Some of Damola's clients, past and present, include Bisola Aiyeola, Zozibini Tunzi and Toke Makinwa.
Pictures: Instagram
What he seeks are clients who already possess a strong sense of identity. “I generally gravitate towards risk-takers and clients that have a strong sense of self. These clients already know what they want, and it’s my job to elevate it.”
His client list reads like a who’s who of African entertainment: from Nigerian superstars, Funke Akindele, Toke Makinwa, Adesua Etomi Wellington, Emmanuel Taymesan and his muse, Sharon Oja, whom he styled for her headline making wedding.
Damola's muses: Sharon Oja, Emmanuel Taymesan and Funke Akindele.
Pictures: Instagram
He also counts Miss Universe 2019 Zozibini Tunzi as a previous client, having dressed her hosting duties at the 2023 AMCVAs.
Each collaboration is a testament to his ability to merge individuality with trendsetting sophistication.
The Importance of Collaboration
Beyond individual success stories, Damola’s work is rooted in a broader vision for African fashion.
"It has been a blessing in some way because our homegrown designers are able to shine,” he observes.
The issue is not the talent—Africa’s creative potential is undeniable. Rather, it’s the limitations imposed by being geographically distant from the traditional power centres of fashion.
"I feel the greatest obstacle to African designers and stylists is access. The real power players of fashion are not in Africa, and somehow it affects how our work is viewed.”
This drive to position African fashion as a global powerhouse is what fuels Damola’s advocacy for collaboration among creatives across the continent.
"I will always be a champion of collaboration because I’m a believer in going further together. Collaboration in any industry is very important to get the most desirable result. Bonang working with me is a classic example. We never set out to exclusively wear Nigerian designers (for Miss South Africa 2024), but it’s a reflection of my environment, and the reception to those looks has been incredible."
Damola styled Bonang Matheba in gowns designed by EmagineBybukola, VeeKeeJames and Mazelle Bridal.
Pictures: The Lagos Paparazzi
When it comes to selecting designers for major projects, Damola prioritises skill above all else.
"One major factor in selecting any designer I’m working with on a major event is skill. Every other factor is secondary. I’ve had to reach out to designers I’ve fallen out with just because I knew they were the only ones to execute a particular look."
Celebrating Made In Africa
The conversation around “Made in Africa” is one that Damola is particularly passionate about.

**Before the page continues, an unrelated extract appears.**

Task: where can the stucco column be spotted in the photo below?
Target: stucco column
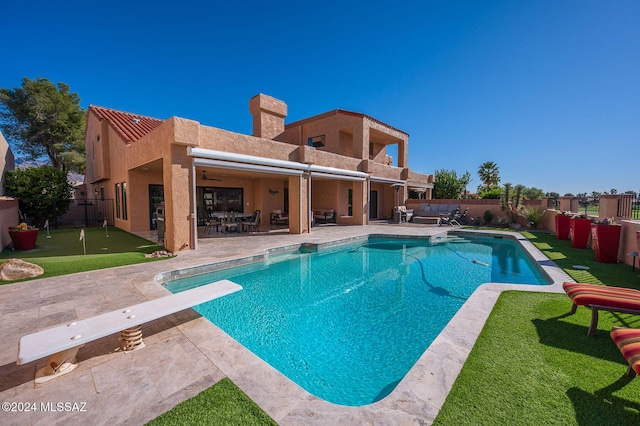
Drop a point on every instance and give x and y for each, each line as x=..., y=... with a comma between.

As social media platforms offer greater visibility, the stylist believes the time has come for African fashion to claim its place on the world stage.
"From music to fashion, Africa is undeniably where it’s at right now. But for that momentum to be sustainable, we need more than just hype; we need structure and access to resources that can elevate our work globally."
Looking to the future, Damola is optimistic about the trajectory of African fashion but remains focused on the practical steps needed to move it forward.
"We have an abundance of talent, and the world is finally taking notice. But the industry needs to be intentional about building an ecosystem that supports designers, stylists, and other creatives long-term."
For young stylists looking to break into the industry, his advice is simple yet profound:
"Don’t be in a rush to be your own boss. Learn the ropes, build your network, and, most importantly, identify your aesthetic. Everything else will fall into place."
Damola’s journey is a study in the power of persistence, collaboration, and an unwavering belief in the potential of African fashion.
In a world increasingly attuned to cultural narratives from the continent, his work serves as both a blueprint and a bold declaration: African style is not just part of the conversation—it is the conversation.
And Damola is doing his bit to make sure Africa stays in the style conversation.